La remontée du Mahakam en pirogue fut pour moi un temps de vacances. De gros villages traversés, Long Pahanghai, Tiong Ohang et après le terrible rapide de Muara Saite, j’arrive au village de Long Apari, dernier village dayak où une superbe long house m’attend, peut-être l’une des plus belles de la région. J’y vois quelques femmes aux longues oreilles. Je dois trouver des porteurs pour passer de l’autre côté de la barrière montagneuse des monts Muller. Un long périple de 10 jours au moins et comme j’ai peu d’argent et de vêtements (laissés dans les rapides de la rivière Boh), j’essaie de savoir qui se rendrait à pied vers l’ouest. J’ai bien dû passer 4 jours à Long Apari avant de rencontrer Usman, un garçon de Putussibau, venu ici pour acheter des antiquités et qui doit repartir chez lui. Usman est très content de trouver un étranger pour partager ce long voyage. Tout sourire, il me dit que l’argent n’est pas un problème, il ne me demande rien et, avec l’achat d’un peu de riz et des pâtes, on fera le voyage. Il y a de toutes façons beaucoup de poissons dans les torrents.

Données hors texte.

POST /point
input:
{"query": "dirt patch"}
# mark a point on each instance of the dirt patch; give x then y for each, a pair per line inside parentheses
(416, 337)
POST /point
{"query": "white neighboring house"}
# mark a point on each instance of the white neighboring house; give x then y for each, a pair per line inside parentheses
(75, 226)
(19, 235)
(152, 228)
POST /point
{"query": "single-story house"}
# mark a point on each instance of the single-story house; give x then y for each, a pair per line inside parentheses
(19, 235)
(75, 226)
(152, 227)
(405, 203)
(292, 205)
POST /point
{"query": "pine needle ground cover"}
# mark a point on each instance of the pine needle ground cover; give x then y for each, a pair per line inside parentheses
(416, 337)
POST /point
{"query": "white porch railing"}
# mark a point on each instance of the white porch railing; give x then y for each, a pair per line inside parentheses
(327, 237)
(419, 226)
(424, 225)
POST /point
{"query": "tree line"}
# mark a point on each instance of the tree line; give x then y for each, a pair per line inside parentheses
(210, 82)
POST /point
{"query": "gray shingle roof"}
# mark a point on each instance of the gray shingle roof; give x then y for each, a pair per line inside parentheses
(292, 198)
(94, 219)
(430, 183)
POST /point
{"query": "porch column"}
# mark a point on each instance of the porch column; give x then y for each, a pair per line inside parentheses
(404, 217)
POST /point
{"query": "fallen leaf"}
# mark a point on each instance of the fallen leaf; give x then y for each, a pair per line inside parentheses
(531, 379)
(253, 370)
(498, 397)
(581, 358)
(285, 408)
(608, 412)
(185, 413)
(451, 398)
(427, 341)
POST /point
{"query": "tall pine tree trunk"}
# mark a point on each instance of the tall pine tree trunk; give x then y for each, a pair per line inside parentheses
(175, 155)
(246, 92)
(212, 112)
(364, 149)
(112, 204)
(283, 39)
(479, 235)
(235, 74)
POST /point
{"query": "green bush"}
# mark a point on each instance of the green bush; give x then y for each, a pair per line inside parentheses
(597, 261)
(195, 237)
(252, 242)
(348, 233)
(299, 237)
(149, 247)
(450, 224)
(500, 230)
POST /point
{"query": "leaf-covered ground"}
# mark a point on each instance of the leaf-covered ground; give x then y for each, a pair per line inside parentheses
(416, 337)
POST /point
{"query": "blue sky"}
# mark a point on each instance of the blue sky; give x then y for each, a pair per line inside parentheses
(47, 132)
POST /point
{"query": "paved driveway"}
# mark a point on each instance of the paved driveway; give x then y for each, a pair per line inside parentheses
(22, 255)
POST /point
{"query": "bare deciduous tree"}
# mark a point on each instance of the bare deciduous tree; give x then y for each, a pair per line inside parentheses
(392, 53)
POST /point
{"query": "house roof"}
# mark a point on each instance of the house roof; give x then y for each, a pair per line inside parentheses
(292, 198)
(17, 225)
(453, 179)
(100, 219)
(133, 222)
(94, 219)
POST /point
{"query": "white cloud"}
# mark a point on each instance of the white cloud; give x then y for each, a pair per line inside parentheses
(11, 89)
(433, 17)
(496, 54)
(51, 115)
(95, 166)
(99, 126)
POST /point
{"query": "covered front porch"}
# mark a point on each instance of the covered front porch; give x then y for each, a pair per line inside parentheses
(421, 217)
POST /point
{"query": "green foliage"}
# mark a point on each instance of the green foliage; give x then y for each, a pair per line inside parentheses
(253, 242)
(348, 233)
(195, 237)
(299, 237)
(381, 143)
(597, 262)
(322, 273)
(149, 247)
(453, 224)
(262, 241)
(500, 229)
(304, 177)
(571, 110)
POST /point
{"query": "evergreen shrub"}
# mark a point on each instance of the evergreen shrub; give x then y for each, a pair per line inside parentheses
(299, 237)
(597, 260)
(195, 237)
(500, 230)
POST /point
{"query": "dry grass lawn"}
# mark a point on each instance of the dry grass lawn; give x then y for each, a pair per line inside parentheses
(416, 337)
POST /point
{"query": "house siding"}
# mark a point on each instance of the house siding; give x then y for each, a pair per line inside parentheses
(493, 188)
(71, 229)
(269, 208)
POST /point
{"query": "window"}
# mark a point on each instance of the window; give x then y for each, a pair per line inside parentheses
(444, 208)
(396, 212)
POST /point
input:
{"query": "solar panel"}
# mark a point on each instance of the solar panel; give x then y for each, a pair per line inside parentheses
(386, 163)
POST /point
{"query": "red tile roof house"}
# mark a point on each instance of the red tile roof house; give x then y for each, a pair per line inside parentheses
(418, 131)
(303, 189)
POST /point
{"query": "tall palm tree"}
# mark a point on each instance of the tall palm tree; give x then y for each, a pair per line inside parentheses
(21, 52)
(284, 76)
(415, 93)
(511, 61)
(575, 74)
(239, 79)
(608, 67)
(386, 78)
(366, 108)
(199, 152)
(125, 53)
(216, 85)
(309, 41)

Cette traversée des montagnes Muller, entre Kalimantan- Est et Ouest, est très mal connue du voyageur, aucun récit d’aventuriers célèbres, si ce n’est mon ami français Bernard Sellato (cf. La Gazette de Bali n°37 – juin 2008), qui avait fait ce périple pieds nus dans les années 80. Une jungle dense, intense, jamais de répit pour le marcheur, des sangsues par centaines et le passage oblige du « tugu perbatasan », à la frontière des deux provinces où chaque voyageur doit déposer un petit bout de tissu, prière au vent sur un amas de pierre, comme les manis au Nepal ou au Tibet. J’ai bien dû traverser et retraverser plus de 30 fois les rivières Bulit, Hubungan et Bungan Lea… Je me suis accroché aux troncs d’arbres morts dans les lits des rivières pour ne pas être emporté par le courant, j’ai marché prés de 10 heures par jour, j’ai croisé des chasseurs de nids d’hirondelles accrochés à des échafaudages de bambous à plus de 50 m du sol au mépris du vide, j’ai vu nombre de serpents dont la fameuse vipère Boiga à queue rouge, redoutée de tous, tout cela avant d’arriver à Tanjung Lokan, le premier village dayak Bahan où j’ai trouvé enfin un abri où dormir au… sec.

Le plus difficile est fait, pensais-je, et il ne nous reste qu’à trouver une pirogue qui redescend la Bungan et le fleuve Kapuas pour arriver à Putussibau, terme de ce périple. Mais il nous a fallu attendre prés d’une semaine avant de décider enfin un local à descendre la rivière. Et pour cause, il nous a fallu encore passer maints rapides, hisser la pirogue à 3 pour traverser des goulets encombrés de rochers, parfois de plus de 10 mètres de hauteur, sans corde… Je pensais au film « Fitzcarraldo » de Werner Herzog où l’on voit Klaus Kinski et ses hommes hisser un bateau par dessus une colline de jungle… Il m’aura fallu exactement 28 jours, entre marche, pirogue et attente dans les villages pour atteindre Putussibau au départ de la maison de Pak Puluk en Apo Kayan. Il avait raison le vieux sage lorsqu’il m’a lancé son proverbe ! Je garde pour toujours cette phrase en mémoire et j’ai trouvé un bon copain en la personne d’Usman avec qui j’organise depuis quelques années des expéditions « grande traversée de Bornéo » mais avec porteurs, pirogues, cuistot et camps aménagés.

Les Dayaks aux longues oreilles sont de sacrés personnages, croyez-moi, et s’il vous intéresse de les découvrir, soyez aguerris aux efforts et ouvrez vos yeux devant cette nature vierge, exubérante, qu’il faut protéger coûte que coûte.